There are several limitations in the present study. First, fatty liver was diagnosed using ultrasonography. Diagnosis by ultrasonography may overlook a subset of advanced AFLD or NAFLD, sometimes called “burnt-out steatohepatitis,” in which there is less fatty steatosis. In addition, the diagnostic ability of ultrasonography had improved in the past 20 years. However, the prevalence of fatty liver in the present study was similar to those reported elsewhere in Japan [31]. Second, DM was defined by the presence of treatment for DM, fasting glucose levels (with or without hemoglobin A1C), or both, which may be insufficient to represent the whole spectrum of DM. Third, analyses were carried out using age, body composition based on BMI, smoking status, alcohol consumption, and the presence of hypertension, dyslipidemia, and fatty liver as parameters. It is possible that additional factors for which we did not adjust may have influenced the results. For example, it is insufficient to estimate the influence of visceral obesity only using BMI. In addition, weight gain or loss, rather than absolute body weight, may influence the development of fatty liver and DM. It might be important to gather information on physical activity and diet. However, this information was not available in our study. Finally, there is no information on medication use; some medicines, such as angiotensin II receptor blockers and pioglitazone, are known to reduce levels of hepatic steatosis and insulin resistance.

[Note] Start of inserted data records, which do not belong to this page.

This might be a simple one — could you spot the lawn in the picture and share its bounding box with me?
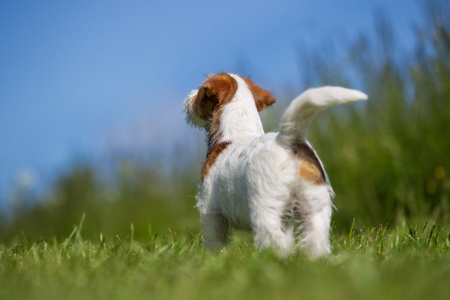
[0,218,450,299]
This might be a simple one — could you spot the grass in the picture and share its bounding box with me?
[0,217,450,299]
[0,0,450,300]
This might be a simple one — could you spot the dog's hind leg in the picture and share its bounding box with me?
[299,186,332,259]
[201,214,230,251]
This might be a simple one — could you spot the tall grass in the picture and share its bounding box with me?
[292,1,450,230]
[0,220,450,300]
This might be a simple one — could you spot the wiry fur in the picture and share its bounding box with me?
[184,73,367,258]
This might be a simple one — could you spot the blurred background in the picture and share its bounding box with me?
[0,0,450,241]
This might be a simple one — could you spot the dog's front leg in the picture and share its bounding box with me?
[201,214,230,251]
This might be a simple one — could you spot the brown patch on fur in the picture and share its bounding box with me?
[292,142,326,185]
[202,142,231,181]
[193,73,238,121]
[194,73,238,153]
[243,77,276,111]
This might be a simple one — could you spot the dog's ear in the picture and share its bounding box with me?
[195,73,237,120]
[244,77,276,111]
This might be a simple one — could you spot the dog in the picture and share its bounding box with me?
[184,73,367,259]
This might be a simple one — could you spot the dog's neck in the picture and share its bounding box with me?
[208,75,264,148]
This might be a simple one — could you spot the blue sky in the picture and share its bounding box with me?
[0,0,420,204]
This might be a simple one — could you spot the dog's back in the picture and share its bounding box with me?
[185,73,367,257]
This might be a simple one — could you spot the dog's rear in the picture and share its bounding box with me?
[276,86,367,257]
[185,74,367,257]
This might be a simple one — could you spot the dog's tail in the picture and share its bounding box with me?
[277,86,367,147]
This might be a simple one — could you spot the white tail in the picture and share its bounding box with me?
[277,86,367,147]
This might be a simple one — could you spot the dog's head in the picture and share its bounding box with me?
[184,73,275,129]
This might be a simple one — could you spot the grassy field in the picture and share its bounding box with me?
[0,218,450,299]
[0,0,450,299]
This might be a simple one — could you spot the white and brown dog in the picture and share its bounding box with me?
[184,73,367,258]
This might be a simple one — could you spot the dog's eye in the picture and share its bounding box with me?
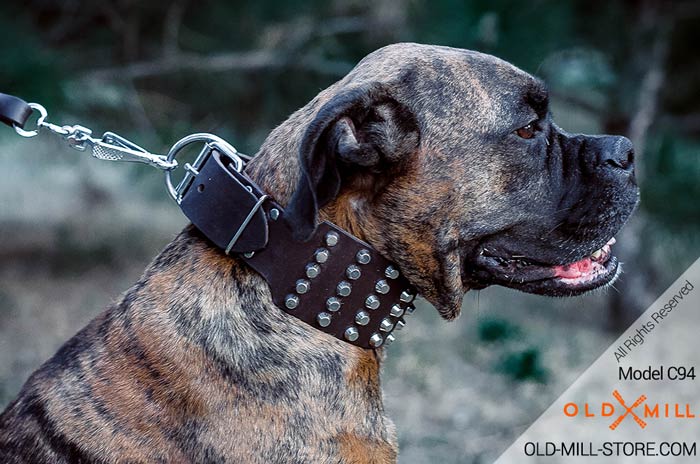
[515,122,536,139]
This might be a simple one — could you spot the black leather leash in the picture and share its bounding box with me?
[0,94,415,348]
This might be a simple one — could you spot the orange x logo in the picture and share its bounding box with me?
[610,390,647,430]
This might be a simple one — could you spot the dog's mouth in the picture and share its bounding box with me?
[470,238,619,296]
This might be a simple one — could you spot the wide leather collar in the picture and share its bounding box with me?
[176,148,416,348]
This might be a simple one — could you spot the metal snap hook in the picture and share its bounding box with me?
[12,103,49,138]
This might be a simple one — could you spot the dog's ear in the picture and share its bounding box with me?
[286,83,420,241]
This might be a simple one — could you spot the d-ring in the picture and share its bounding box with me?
[13,103,48,137]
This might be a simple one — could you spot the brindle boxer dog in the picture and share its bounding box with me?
[0,44,638,463]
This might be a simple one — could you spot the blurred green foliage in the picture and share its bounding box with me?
[478,317,520,343]
[498,347,547,382]
[0,0,700,228]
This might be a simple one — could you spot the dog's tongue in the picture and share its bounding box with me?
[554,238,615,280]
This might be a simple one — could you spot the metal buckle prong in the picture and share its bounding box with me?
[226,195,269,254]
[165,133,244,201]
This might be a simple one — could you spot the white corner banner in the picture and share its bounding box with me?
[496,259,700,464]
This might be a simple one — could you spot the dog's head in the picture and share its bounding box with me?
[249,44,638,318]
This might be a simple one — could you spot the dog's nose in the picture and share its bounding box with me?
[598,136,634,173]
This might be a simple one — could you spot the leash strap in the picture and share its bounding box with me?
[0,93,416,348]
[0,93,32,129]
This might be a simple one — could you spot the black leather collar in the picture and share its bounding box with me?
[176,149,416,348]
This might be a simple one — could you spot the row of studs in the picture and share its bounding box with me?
[284,231,374,312]
[343,290,415,348]
[317,250,413,342]
[343,304,416,348]
[285,228,413,348]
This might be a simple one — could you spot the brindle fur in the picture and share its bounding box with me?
[0,44,636,463]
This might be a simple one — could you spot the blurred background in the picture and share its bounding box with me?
[0,0,700,463]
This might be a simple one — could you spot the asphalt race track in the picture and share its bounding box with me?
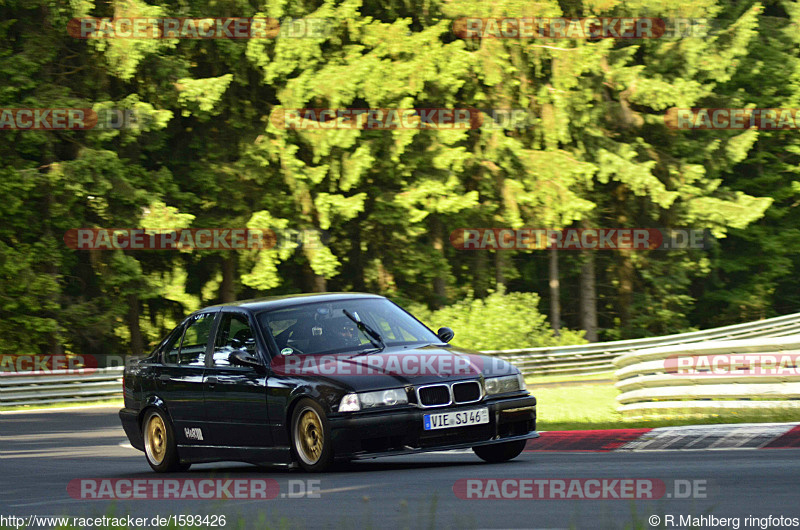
[0,407,800,528]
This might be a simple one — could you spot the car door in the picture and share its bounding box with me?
[203,309,272,447]
[155,312,216,445]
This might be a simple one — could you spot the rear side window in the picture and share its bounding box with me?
[161,326,184,364]
[214,313,256,366]
[178,313,214,366]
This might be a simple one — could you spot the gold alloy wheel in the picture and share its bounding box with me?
[294,407,325,464]
[144,414,167,465]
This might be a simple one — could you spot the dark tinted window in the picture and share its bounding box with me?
[179,313,214,366]
[214,313,256,366]
[258,298,441,354]
[160,326,184,364]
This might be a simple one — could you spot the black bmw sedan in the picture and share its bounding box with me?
[119,293,538,472]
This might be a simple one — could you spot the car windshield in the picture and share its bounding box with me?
[258,298,441,355]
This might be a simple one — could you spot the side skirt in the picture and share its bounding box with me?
[178,444,292,465]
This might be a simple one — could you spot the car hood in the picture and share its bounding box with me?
[273,345,518,392]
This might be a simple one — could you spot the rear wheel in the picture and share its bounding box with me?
[472,440,527,464]
[292,398,333,472]
[142,409,191,473]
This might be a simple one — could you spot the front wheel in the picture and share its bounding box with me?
[472,440,527,464]
[142,410,191,473]
[292,398,333,473]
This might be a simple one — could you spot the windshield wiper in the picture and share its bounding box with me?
[342,309,386,353]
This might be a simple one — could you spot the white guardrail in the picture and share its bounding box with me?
[482,313,800,375]
[0,313,800,407]
[614,335,800,415]
[0,366,123,407]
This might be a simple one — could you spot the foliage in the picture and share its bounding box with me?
[417,289,586,350]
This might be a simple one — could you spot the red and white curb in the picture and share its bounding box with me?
[525,423,800,452]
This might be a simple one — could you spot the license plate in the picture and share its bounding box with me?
[422,408,489,431]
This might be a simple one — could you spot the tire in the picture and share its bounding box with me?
[472,440,527,464]
[142,409,185,473]
[292,398,333,473]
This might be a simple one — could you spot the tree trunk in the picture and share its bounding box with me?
[550,248,561,337]
[494,250,506,287]
[581,250,597,342]
[428,214,447,308]
[219,253,236,304]
[617,250,634,330]
[472,250,488,298]
[127,294,144,355]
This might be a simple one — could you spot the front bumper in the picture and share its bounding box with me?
[329,395,539,460]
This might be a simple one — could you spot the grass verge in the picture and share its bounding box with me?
[0,399,123,412]
[528,383,800,431]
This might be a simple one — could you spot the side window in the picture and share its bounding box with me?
[178,313,214,366]
[161,326,184,364]
[214,313,256,366]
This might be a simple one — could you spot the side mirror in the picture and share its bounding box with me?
[228,350,264,372]
[436,328,456,343]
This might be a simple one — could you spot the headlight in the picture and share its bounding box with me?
[339,388,408,412]
[483,374,526,396]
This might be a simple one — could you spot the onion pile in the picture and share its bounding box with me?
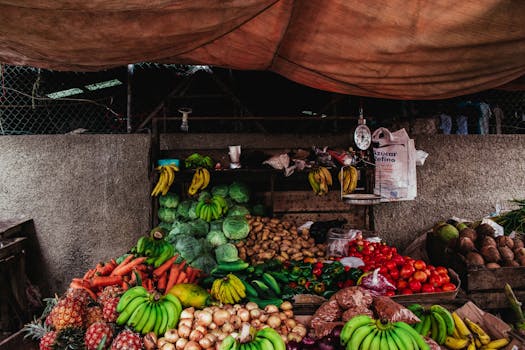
[151,301,307,350]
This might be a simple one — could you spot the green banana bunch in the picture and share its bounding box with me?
[116,286,182,335]
[340,315,430,350]
[408,304,455,345]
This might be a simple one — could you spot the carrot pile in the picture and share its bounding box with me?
[69,254,202,300]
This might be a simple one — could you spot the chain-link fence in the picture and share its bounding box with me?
[0,63,525,135]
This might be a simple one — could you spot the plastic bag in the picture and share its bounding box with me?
[373,296,421,324]
[359,269,396,296]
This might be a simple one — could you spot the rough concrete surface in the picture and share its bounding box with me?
[374,135,525,247]
[0,135,150,293]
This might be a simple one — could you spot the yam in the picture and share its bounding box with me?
[480,245,501,262]
[466,252,485,266]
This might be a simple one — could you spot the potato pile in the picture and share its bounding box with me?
[236,216,326,265]
[457,224,525,269]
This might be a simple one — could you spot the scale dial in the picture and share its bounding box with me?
[354,124,372,151]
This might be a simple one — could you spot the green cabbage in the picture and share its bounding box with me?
[177,200,192,219]
[159,192,180,209]
[228,204,250,216]
[206,231,228,247]
[222,216,250,239]
[190,254,217,275]
[210,220,223,232]
[228,181,250,203]
[174,235,202,262]
[211,185,228,198]
[157,207,177,224]
[188,219,210,237]
[215,243,239,264]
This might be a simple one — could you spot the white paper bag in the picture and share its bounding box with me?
[372,128,417,202]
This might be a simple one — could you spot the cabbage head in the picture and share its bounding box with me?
[228,181,250,203]
[159,192,180,209]
[211,185,229,198]
[174,235,202,262]
[157,207,177,224]
[206,231,228,247]
[228,204,250,216]
[188,219,210,237]
[215,243,239,264]
[177,200,192,219]
[190,254,217,275]
[222,216,250,240]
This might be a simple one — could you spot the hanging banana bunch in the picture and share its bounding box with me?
[151,164,179,197]
[339,165,359,194]
[308,166,332,196]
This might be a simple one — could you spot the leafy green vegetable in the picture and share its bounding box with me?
[157,207,177,224]
[215,243,239,263]
[159,192,180,209]
[211,185,228,198]
[206,231,228,247]
[227,204,250,216]
[228,181,250,203]
[190,254,217,274]
[188,219,210,237]
[222,216,250,239]
[177,199,192,219]
[175,235,202,262]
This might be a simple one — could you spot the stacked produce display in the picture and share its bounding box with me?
[26,156,523,350]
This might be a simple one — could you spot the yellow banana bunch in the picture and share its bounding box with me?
[445,312,509,350]
[339,166,359,194]
[151,164,179,197]
[308,166,332,196]
[188,167,210,196]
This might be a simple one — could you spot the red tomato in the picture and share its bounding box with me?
[414,260,427,270]
[396,280,408,289]
[390,269,399,280]
[412,270,427,283]
[428,273,443,287]
[441,283,456,292]
[436,266,448,275]
[421,283,434,293]
[385,260,397,271]
[399,263,415,278]
[408,280,421,292]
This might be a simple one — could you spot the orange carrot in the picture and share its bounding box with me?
[157,272,168,291]
[111,256,146,276]
[153,254,179,277]
[91,276,123,288]
[166,264,178,292]
[69,281,97,300]
[175,271,187,284]
[111,254,134,275]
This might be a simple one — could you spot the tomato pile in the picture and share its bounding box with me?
[348,237,456,295]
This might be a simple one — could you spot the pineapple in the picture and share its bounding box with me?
[46,298,86,331]
[98,286,124,305]
[86,305,104,327]
[111,329,143,350]
[38,331,57,350]
[102,297,120,322]
[84,322,113,350]
[52,327,85,350]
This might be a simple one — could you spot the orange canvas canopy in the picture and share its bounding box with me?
[0,0,525,99]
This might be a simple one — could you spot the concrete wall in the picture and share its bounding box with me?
[0,134,525,292]
[374,135,525,247]
[0,135,150,292]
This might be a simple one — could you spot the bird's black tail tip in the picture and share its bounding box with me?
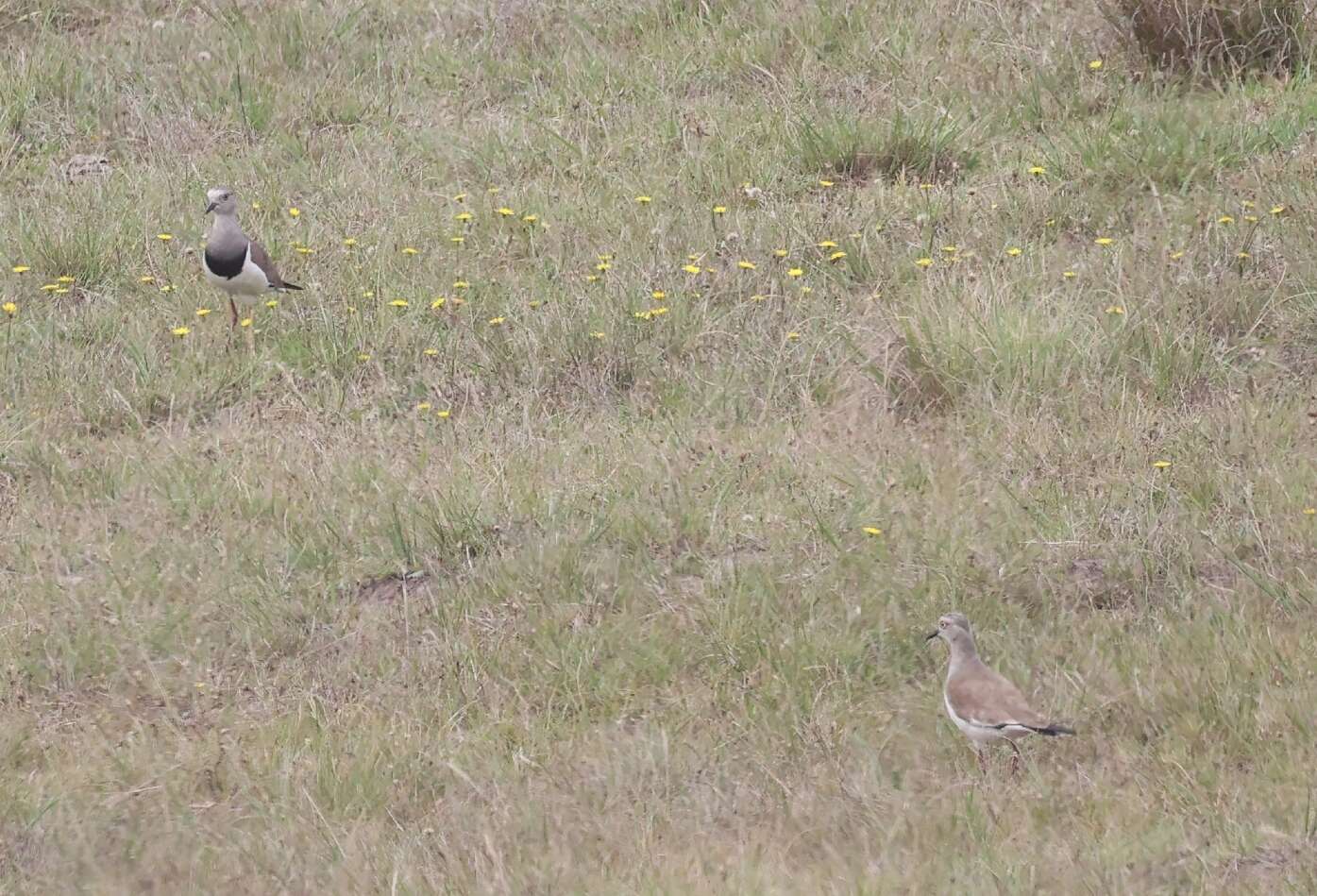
[1034,725,1074,738]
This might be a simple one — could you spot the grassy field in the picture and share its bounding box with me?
[0,0,1317,893]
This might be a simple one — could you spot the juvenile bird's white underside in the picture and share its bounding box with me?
[941,692,1031,746]
[206,244,274,304]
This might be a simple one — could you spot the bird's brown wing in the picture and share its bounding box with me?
[947,664,1047,727]
[251,240,301,290]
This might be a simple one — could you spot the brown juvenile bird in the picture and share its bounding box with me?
[924,613,1074,769]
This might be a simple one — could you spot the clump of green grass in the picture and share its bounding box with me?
[797,112,977,183]
[1105,0,1308,77]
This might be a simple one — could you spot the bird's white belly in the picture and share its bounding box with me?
[203,249,270,304]
[941,692,1007,745]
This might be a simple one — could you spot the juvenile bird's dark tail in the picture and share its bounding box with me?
[1028,725,1074,738]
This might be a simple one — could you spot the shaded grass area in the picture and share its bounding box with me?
[0,0,1317,892]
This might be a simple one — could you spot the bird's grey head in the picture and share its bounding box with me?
[924,613,974,650]
[206,187,238,214]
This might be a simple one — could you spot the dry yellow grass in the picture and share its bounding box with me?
[0,0,1317,893]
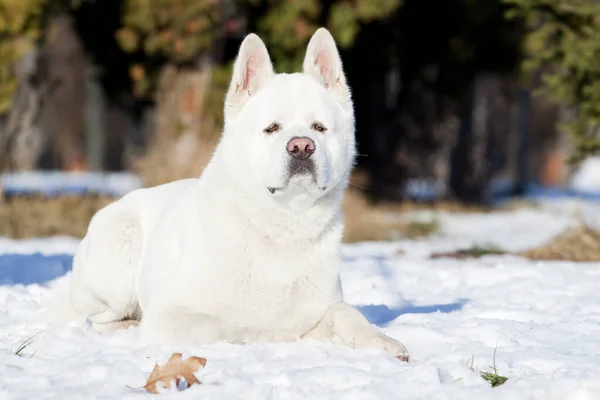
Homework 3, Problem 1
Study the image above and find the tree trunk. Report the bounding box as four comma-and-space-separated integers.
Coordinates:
136, 55, 221, 186
0, 48, 48, 171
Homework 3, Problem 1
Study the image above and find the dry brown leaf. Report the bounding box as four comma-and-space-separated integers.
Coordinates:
144, 353, 206, 394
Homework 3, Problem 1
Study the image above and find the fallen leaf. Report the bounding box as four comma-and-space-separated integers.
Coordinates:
144, 353, 206, 394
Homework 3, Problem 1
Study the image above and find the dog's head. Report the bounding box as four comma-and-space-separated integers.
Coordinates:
221, 28, 355, 208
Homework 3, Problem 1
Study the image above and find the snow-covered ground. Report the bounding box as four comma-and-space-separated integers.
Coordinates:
0, 201, 600, 400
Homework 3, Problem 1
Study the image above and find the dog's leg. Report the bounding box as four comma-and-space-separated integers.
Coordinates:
303, 303, 408, 361
140, 309, 244, 345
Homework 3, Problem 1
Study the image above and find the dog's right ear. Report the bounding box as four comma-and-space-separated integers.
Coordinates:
225, 33, 275, 112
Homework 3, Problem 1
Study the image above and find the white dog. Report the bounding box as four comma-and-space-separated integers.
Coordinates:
52, 28, 408, 360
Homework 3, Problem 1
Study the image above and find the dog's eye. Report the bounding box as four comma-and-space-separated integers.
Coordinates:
311, 122, 327, 132
264, 122, 280, 133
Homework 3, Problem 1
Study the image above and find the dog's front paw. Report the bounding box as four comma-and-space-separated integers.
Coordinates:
353, 332, 408, 362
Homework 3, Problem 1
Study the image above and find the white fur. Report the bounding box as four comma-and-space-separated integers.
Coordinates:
52, 28, 407, 359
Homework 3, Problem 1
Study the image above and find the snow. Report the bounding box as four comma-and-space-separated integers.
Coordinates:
570, 157, 600, 193
0, 171, 143, 196
0, 201, 600, 400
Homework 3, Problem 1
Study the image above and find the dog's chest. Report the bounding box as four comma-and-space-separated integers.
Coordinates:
198, 247, 337, 336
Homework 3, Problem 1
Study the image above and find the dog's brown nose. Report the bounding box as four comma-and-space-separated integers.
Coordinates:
287, 137, 315, 160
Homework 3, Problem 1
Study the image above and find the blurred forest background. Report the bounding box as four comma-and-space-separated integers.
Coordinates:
0, 0, 600, 238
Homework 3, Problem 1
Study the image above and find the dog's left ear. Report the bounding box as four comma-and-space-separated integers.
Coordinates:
303, 28, 350, 103
225, 33, 275, 112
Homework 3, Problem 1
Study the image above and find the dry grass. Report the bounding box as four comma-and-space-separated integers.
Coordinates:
0, 195, 114, 239
430, 245, 506, 260
342, 189, 439, 243
520, 224, 600, 262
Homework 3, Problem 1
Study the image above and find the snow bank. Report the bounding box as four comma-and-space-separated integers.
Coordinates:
0, 204, 600, 400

In conclusion, the prevalence of DM has been increasing during the last 20 years in a Japanese population, regardless of body composition. Fatty liver might play a pivotal role in this increasing prevalence of DM. In addition to measures against obesity, it seems worthwhile to explore a strategy against fatty liver. Further studies are needed to better understand the pathogenesis of DM and management strategies for DM with respect to fatty liver.